Labaik Allahumma Labaik. Panggilan haji kembali tiba. Jamaah
haji Indonesia sudah mulai diberangkatkan menuju tanah suci Makkah serta
menjadi tetamu Allah SWT. Momen haji adalah momen yang mampu
memberikan inspirasi bagi kemajuan kemanusiaan.
Proses ini
ditandai dengan jutaan manusia berbondong-bondong ke baitul Ka’bah,
simbol pemersatu umat Islam. Dalam ritual haji, manusia diperlakukan
secara sama dan adil, tanpa melihat ras, suku dan latarbelakang dunia
lainnya. Harkat dan martabat mereka sebagai manusia adalah sama. Hak dan
kewajiban mereka sebagai hamba juga sama. Tujuan dan arah perjuangan
hidup mereka hakikatnya juga sama, yaitu berusaha meraih kebahagiaan
yang sejati abadi.
Itulah sesungguhnya yang menjadi hikmah dan
tujuan utama di syariatkannya ibadah haji. Dalam bahasa Alquran, hikmah
dan tujuan ibadah haji - yang merupakan puncak tertinggi ajaran rukun
Islam – diungkapakan dengan istilah liyasyhaduu manaafi`a lahum, yaitu
untuk “menyaksikan” kemanfaatan-kemanfaatan duniawi dan ukhrawi
(kebahagiaan sejati) yang mahadasyat yang akan terus mengalir dan
menjadi “milik” mereka yang berhasil menunaikan haji secara mabrur (QS.
Al-Hajj 22:28)
Secara etimologis, sebagaimana dikemukan Ibn
Mandzur dalam kitabnya, Lisaan al-Arab, kata hajj antara lain berarti
“menuju pada target tertentu” (al-qashd). Lebih spesifik lagi,
al-Ishfahani dalam kitabnya, Mufradaat Alfaadz al-Qur`aan, menjelaskan
pengertian hajj sebagai “menuju kepada target tertentu untuk dikunjungi”
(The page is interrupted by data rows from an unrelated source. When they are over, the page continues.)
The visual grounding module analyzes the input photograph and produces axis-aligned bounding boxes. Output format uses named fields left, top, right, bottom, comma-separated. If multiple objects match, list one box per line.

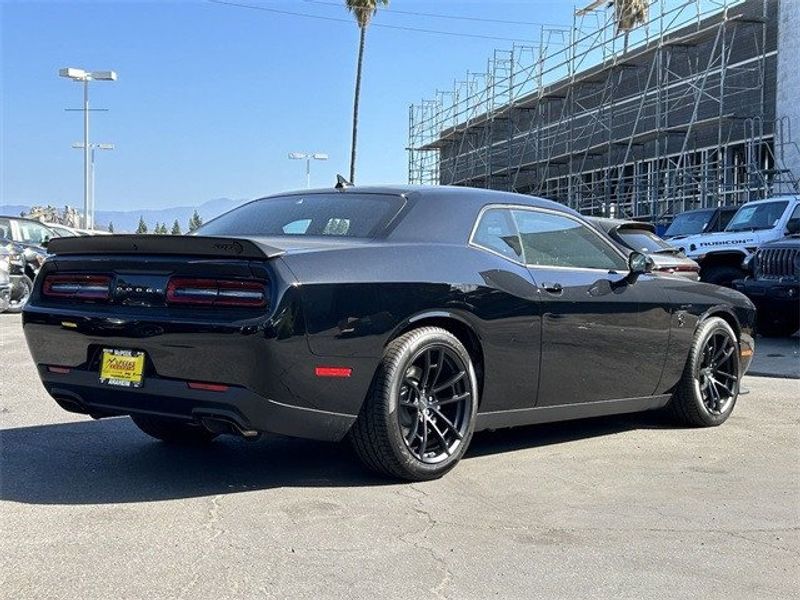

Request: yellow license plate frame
left=100, top=348, right=145, bottom=387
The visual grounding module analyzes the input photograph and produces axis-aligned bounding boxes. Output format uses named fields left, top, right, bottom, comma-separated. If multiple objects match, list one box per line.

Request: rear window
left=664, top=209, right=714, bottom=237
left=617, top=227, right=672, bottom=254
left=196, top=192, right=405, bottom=238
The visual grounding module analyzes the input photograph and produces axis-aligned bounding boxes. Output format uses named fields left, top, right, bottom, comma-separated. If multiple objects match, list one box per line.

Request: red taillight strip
left=167, top=277, right=267, bottom=307
left=186, top=381, right=230, bottom=392
left=314, top=367, right=353, bottom=377
left=42, top=273, right=111, bottom=300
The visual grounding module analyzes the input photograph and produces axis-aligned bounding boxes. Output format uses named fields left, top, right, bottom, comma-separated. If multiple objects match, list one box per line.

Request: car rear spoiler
left=47, top=235, right=285, bottom=260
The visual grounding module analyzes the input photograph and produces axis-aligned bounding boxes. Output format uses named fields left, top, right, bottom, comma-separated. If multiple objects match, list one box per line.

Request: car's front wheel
left=350, top=327, right=478, bottom=481
left=131, top=415, right=217, bottom=446
left=671, top=317, right=741, bottom=427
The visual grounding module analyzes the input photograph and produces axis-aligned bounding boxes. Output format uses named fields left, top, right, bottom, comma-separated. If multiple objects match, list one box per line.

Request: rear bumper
left=39, top=365, right=356, bottom=441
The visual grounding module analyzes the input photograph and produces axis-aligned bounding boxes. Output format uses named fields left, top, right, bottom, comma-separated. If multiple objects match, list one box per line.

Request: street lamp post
left=58, top=67, right=117, bottom=229
left=289, top=152, right=328, bottom=188
left=72, top=142, right=114, bottom=229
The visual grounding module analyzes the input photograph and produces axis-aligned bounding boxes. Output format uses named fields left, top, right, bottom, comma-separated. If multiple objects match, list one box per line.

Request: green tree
left=345, top=0, right=389, bottom=183
left=189, top=209, right=203, bottom=232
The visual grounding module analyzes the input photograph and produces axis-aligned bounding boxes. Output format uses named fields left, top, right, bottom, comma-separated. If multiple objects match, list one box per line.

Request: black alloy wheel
left=349, top=327, right=478, bottom=481
left=670, top=317, right=741, bottom=427
left=695, top=330, right=739, bottom=415
left=397, top=345, right=472, bottom=464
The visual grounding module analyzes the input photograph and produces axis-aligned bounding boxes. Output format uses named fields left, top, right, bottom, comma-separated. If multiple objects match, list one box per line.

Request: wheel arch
left=386, top=310, right=485, bottom=405
left=695, top=305, right=742, bottom=341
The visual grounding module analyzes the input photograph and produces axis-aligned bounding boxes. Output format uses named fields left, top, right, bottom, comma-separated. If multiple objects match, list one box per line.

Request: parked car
left=733, top=219, right=800, bottom=336
left=588, top=217, right=700, bottom=281
left=0, top=245, right=11, bottom=313
left=0, top=216, right=58, bottom=248
left=0, top=238, right=47, bottom=313
left=675, top=196, right=800, bottom=286
left=45, top=223, right=88, bottom=237
left=664, top=206, right=737, bottom=242
left=23, top=186, right=755, bottom=480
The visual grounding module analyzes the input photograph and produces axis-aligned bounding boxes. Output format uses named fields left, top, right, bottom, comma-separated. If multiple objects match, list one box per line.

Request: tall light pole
left=58, top=67, right=117, bottom=229
left=72, top=142, right=114, bottom=229
left=289, top=152, right=328, bottom=188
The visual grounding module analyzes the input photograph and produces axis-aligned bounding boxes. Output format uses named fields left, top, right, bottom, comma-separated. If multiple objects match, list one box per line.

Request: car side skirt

(al-qashd li al-ziyarah). Dari situlah muncul istilah haji
dalam Islam yang berasal diambil dari kalimat hajj al-bait atau
“berkunjung ke baitullah”, yaitu kunjungan khusus ke Masjidil Haram
dengan tujuan menunaikan manasik haji (QS. Ali `Imran 3:97).
Ditilik dari segi filosofis makna kata (fiqh qiyaas al-lughah),
kata hajj yang dibentuk oleh rangkaian tiga huruf dasar haa`jiim, jiim
pada hakikatnya menunjukan simpul makna dasar yang menggambarkan
“keberadaan sesuatu yang bisa dijadikan landasan, sandaran, atau fokus
perhatian” (ma u`tumida`alaihi) atau “berproses menuju landasan,
sandaran, atau fokus perhatian” (al-i`timaad).
Misalnya, kata
hujjah yang memiliki arti dasar argumentasi (al-daliil) atau bukti
kebenaran (al-burhaan). Begitu juga kata mahajjah yang berarti jalan
terbuka yang arah-arahnya (al-thariiq al-jaaddah). Disebut demikian
karena jalan tersebut bisa dijadikan sandaran untuk sampai pada alamat
yang dituju. Atau kata hajj (al-syijaaj) yang memiliki arti memeriksa
luka di kepala secara teliti, terfokus, dan penuh perhatian untuk
keperluan pengobatan serta penyembuhan.
Jadi, substansi haji
adalah mencari dan mengukuhkan sandaran atau landasan yang hakiki begi
kehidupan menuju kebahagiaan sejati yang merupakan fokus perhatian dan
target pencarian yang dituju oleh seluruh umat manusia.. Karena itu,
banyak ulama menyebutkan, haji mabrur adalah yang disertai dengan
tanda-tanda ke-mabrur-an setelah berhaji, diantaranya akhlak dan amal
perbuatannya menjadi lebih baik daripada sebelumnya.